Paying taxes as a business owner is very different from paying taxes as an employee. Many of the details are determined by the structure of your business – whether it’s a sole proprietorship, an S-corp, etc.
That said, here are some commonalities between all of them, and some general tax terms with which a business owner should be familiar.
- Income tax – If you own a business, you will likely be required to file an annual income tax return.
- Estimated tax – S-corps, sole proprietors, and partners who expect to owe $1,000+ when they file their tax return usually make estimated tax payments.
- Employment tax – If you employ people, there are taxes related to having them on payroll. Medicare tax, Social Security tax, federal unemployment tax, and federal income tax withholding are all examples of this.
- Excise taxes – If you need to purchase certain goods to run your business, a tax will be included (usually in the price of the product). Manufacturers are also often under some kind of excise tax law, as well as those who offer certain kinds of services or use certain kinds of equipment.

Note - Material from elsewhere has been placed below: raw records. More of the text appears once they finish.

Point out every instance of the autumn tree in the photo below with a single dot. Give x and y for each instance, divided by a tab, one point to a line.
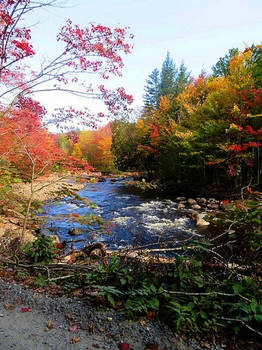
91	49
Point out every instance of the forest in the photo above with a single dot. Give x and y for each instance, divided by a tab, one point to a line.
194	136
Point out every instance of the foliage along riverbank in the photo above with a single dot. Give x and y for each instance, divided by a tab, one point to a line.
212	287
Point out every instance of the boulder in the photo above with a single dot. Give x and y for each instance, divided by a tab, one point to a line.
213	205
202	200
74	231
196	207
179	199
191	201
200	221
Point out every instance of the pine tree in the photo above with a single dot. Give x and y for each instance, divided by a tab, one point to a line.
221	68
152	89
182	80
168	76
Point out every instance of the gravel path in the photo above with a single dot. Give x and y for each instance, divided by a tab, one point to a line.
103	328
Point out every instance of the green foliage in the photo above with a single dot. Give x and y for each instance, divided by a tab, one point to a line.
42	250
190	296
245	219
221	68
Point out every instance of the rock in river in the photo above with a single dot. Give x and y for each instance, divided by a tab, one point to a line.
74	231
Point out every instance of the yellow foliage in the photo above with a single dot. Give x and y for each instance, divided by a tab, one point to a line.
77	153
164	104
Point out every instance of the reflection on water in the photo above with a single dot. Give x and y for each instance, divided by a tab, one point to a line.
136	221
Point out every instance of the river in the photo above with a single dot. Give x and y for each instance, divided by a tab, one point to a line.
135	220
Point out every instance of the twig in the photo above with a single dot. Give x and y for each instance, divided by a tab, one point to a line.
61	278
208	293
243	323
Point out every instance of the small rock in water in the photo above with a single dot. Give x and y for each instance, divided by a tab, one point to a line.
196	207
191	201
179	199
74	231
202	200
200	221
213	206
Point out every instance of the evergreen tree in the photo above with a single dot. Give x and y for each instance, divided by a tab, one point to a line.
168	76
221	68
152	89
182	80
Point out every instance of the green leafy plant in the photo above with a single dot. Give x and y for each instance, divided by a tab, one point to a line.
42	250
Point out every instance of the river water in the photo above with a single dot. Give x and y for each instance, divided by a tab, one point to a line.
134	220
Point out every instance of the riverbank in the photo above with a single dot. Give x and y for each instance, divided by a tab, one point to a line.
44	188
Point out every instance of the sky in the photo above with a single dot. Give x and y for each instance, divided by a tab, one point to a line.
196	31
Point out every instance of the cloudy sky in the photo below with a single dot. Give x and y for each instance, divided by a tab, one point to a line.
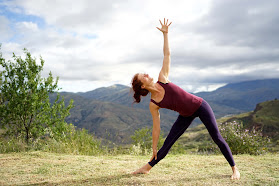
96	43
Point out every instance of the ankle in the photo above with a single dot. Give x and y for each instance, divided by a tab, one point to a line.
234	168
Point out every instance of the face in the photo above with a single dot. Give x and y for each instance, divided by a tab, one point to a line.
145	79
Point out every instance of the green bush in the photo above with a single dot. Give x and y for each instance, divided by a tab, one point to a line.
72	141
243	141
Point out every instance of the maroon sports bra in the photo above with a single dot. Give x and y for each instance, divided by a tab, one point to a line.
179	100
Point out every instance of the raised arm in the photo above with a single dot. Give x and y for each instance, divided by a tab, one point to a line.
154	110
164	73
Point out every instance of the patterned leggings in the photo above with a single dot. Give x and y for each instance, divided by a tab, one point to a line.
206	115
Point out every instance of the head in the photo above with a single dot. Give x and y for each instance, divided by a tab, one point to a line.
140	82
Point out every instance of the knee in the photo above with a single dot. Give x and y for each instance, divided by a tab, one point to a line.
219	140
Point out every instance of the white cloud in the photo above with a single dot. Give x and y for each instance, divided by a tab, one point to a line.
99	42
5	31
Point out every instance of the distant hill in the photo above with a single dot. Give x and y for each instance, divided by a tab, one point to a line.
108	120
108	111
244	95
265	116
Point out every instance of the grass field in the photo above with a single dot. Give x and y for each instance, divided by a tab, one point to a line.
63	169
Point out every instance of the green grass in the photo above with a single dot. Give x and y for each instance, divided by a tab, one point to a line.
63	169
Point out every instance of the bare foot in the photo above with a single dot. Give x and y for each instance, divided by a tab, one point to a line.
236	174
143	170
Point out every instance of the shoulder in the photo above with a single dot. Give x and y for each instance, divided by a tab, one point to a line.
153	107
163	78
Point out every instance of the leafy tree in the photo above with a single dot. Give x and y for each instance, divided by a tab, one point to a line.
26	109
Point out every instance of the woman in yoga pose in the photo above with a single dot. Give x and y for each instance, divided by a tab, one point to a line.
165	94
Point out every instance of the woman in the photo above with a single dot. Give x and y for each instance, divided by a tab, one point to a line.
165	94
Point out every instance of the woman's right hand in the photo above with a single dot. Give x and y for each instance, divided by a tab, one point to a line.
165	26
154	154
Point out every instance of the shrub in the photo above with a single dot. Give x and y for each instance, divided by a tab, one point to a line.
243	141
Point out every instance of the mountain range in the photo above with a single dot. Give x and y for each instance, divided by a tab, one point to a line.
109	112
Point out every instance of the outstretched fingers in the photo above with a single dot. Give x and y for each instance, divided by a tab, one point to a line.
160	22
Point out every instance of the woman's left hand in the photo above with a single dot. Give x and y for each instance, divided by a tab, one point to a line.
165	26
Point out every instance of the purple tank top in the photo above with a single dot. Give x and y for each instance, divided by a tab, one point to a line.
179	100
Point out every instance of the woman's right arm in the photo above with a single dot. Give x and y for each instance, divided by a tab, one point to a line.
154	110
164	73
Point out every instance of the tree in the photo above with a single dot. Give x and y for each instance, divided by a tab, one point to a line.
26	109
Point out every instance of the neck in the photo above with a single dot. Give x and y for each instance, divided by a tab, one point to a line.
153	88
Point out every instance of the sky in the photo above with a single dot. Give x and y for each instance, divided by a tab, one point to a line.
97	43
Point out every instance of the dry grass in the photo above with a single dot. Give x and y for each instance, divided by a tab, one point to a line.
62	169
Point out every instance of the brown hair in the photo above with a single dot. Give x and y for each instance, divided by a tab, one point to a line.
138	91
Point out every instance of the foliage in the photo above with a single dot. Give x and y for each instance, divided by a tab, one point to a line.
26	109
243	141
72	141
142	141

Business owners are also responsible for collecting sales tax from their customers, which is to be included in the price of physical goods that are sold by the business. (This of course does not apply to businesses operating in states that do not collect sales tax.)
This generally applies to businesses with a physical location – in legal terms, a “nexus” – such as a retail shop.
Licensing & Permits
Any business owner is going to have to deal with a wide variety of state regulations, licenses, and permits. You want all of your bases covered in this regard – failure to do so can result in fines and even the revocation of your ability to legally operate your business.
The first and most obvious example of this would be attaining a basic business license, but there are many other licenses and permits you may require, depending on what kind of business you own.
The government regulates against untrustworthy or inaccurate advertising – if your advertisements are purposefully deceptive, you can face legal consequences. There are also laws applying to customer testimonials, as well as trademark laws by which a business owner needs to abide.
Labor & Employment Law
Business owners must abide by regulations set out by the Department of Labor, for example:
- Wages & hours – Examples would be minimum wage and overtime pay.
- Employee benefits security – There are many requirements for businesses that offer welfare benefit plans or pension plans.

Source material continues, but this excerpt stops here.